Unemployment rate for the EU27 countries as of April, 2012 (click to enlarge)

This figure alone should be enough to testify the general failure of the Euro project to deliver anything it had promised – or rather, any of the salesman’s arguments that have been used to make the Euro acceptable for the public opinion. Unemployment fell and rose just as shaply in six years that make for more than half of total Monetary Union history, meaning that the only way the Euro system was able to quell unemployment was to follow the suit of a global speculative drive. None of its supposed control mechanisms rung any bell or resisted the global trend to instability – so the next logical step (in the perverse governance of the Union), is to put more of those in place.

Sep 072012
 
Billions of Euros of capital removed from Spanish banks during the first quarter of 2012

Billions of Euros of capital removed from Spanish banks during the first quarter of 2012 (click to enlarge)

Yeah yeah yeah. Always in the event that I get my numbers right, an amount of capital equivalent to one third of the Gross Domesti Product of Spain in the same period, was siphoned off the Spanish banking system in the first quarter of this year. As I’m writing, the first quarter in question has barely closed, so as far as I know, this may or may not be the begininning of the real catastrophe in Spain. Much more so if this information is coupled with the silent ‘run on Bankia’ that were circulating a few days earlier, which talk of the zombies about to definitively rot back to the graves they should have been into now it’s four years. Which as far as I understand, would have cost the world community much less than it is costing right now.

Sep 062012
 
Ratio of banks' vs. general government external debt in Italy at the end of 2008

Ratio of banks' vs. general government external debt in Italy at the end of 2008 (click to enlarge)

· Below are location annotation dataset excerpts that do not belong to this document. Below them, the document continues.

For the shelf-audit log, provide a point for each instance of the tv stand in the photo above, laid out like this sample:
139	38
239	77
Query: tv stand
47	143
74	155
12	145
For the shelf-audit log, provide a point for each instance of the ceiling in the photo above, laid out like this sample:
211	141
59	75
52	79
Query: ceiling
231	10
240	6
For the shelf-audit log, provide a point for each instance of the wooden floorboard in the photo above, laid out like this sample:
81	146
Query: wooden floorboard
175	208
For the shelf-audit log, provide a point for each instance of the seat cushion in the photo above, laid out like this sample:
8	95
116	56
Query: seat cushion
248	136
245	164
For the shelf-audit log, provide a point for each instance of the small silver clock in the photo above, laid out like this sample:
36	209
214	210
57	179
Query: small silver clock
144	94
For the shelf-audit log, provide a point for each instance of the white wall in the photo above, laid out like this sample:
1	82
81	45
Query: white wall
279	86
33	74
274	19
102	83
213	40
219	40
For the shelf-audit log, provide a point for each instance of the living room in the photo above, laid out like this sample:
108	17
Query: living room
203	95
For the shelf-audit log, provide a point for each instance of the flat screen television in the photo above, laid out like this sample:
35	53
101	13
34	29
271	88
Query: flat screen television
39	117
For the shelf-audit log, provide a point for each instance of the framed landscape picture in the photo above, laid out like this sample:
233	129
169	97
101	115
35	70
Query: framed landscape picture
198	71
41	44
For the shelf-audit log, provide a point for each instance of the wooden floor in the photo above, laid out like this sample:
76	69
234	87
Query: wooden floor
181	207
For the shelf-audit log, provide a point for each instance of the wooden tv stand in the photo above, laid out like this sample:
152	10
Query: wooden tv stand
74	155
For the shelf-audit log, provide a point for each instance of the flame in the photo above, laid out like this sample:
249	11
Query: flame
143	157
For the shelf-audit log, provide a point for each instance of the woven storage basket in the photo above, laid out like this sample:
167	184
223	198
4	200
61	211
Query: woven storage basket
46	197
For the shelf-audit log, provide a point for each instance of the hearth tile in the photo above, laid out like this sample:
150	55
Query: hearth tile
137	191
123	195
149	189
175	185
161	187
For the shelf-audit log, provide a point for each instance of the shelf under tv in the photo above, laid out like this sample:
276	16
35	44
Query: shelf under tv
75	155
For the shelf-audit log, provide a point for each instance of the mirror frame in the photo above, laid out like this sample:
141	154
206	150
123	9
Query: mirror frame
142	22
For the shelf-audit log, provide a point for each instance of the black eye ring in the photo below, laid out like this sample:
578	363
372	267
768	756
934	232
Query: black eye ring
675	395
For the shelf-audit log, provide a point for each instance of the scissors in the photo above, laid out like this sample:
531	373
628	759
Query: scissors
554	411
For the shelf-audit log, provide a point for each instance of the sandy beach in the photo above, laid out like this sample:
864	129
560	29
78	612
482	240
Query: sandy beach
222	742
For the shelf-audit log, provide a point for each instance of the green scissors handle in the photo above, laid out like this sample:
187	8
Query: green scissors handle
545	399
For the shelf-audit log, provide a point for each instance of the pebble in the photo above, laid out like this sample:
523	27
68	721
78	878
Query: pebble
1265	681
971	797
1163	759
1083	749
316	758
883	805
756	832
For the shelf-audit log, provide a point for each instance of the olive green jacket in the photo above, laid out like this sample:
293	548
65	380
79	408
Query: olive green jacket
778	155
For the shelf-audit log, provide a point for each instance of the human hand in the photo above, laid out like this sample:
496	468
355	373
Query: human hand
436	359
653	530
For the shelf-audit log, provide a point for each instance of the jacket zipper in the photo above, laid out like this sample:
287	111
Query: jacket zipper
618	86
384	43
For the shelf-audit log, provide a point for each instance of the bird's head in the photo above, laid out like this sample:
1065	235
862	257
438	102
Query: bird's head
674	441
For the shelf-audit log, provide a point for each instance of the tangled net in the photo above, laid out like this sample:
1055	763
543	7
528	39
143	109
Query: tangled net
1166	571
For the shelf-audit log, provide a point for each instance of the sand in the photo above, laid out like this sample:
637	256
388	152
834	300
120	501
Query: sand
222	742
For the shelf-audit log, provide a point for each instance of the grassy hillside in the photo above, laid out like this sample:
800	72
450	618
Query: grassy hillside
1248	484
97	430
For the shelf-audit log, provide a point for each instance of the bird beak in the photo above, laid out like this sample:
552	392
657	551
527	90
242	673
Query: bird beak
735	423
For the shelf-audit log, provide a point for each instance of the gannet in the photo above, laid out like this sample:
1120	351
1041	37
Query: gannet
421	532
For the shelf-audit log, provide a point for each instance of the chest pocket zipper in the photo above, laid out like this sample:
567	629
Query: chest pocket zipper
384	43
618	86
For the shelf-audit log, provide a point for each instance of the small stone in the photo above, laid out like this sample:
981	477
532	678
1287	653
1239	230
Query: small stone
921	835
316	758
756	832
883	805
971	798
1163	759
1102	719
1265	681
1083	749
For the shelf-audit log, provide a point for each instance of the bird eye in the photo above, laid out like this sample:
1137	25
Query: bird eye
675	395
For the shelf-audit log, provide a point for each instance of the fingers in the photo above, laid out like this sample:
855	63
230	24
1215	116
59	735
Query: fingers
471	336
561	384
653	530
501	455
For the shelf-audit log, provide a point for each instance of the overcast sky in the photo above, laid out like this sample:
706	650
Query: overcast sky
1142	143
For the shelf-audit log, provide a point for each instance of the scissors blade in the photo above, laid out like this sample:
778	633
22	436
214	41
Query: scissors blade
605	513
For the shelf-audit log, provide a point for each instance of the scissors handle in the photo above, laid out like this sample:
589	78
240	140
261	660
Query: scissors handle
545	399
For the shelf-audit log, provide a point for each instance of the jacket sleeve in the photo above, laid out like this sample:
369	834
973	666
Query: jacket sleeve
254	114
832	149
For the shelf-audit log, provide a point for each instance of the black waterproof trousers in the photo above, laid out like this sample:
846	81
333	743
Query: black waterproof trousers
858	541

We may not be in the situation of Iceland, in which banks held a much larger share of debt than their government, but in our case, still, the debt of banks alone, at the height of the crisis at the end of 2008, had accumulated a debt towards foreign creditors that was larger than that of the government itself. Which then bailed them out. And they turned back and bit the hand that was feeding them. And put one of their men in charge, to make sure that ‘we behaved’, while they are the primary responsible for the mess we’re currently in. Not the sole responsible, of course, especially given the kind of policies that our government, as a dependance of Germany, has put into effect. And I’m not referring to Monti only. Bah. Keep this in mind, though – as the media very rarely point this out: it’s a private debt crisis, but it’s called a public debt one.

Sep 052012
 
Implicit tax rate on labour income in EU17 countries as of 2010

Implicit tax rate on labour income in EU17 countries as of 2010 (click to enlarge)

Since European countries (outside Germany, of course) lost their currency sovereignity, they were automatically forced to shift all the burden of competitiveness on workers and wages. So beyond being (according to Marx) the way exploitation is obfuscated, wages became also a mean of redistribution towards the top through the State – which far from representing taxpayers, only acts in the interest of capital. It has been a lot of years since this mask has even fallen, with the consensus of citizens themselves – especially when this state of things is justifyed explicitly by saying that ‘if we don’t do this, capital flies’. That’s true, but no-one ever questions the fact that the interests of capital are not the interest of people – so it’s normal that there is a struggle between the two.

Sep 042012
 
VAT in EU17 countries in 2012

VAT in EU17 countries in 2012 (click to enlarge)

While average personal income and corporate taxes have been decreasing since 2000, VAT has been growing. Decrease in average income tax does not mean that taxes have decreased for all, in general, that corresponds to a ‘simplification’ in the tax scheme and a lowering of the tax rate for the highest income echelons, i.e.: the tax scheme itself is becoming less progressive. But VAT, as much as the excises, is possibly the most regressive of all. Why? Because it strikes all income levels at the same rate, regardless of the impact this has on the disposable income of households. These sort of taxes are those that grant the highest returns at a given maximum rate – so the scheme is clear: according to plan, collect as much tax income as possible and leave the job destroyers creators alone.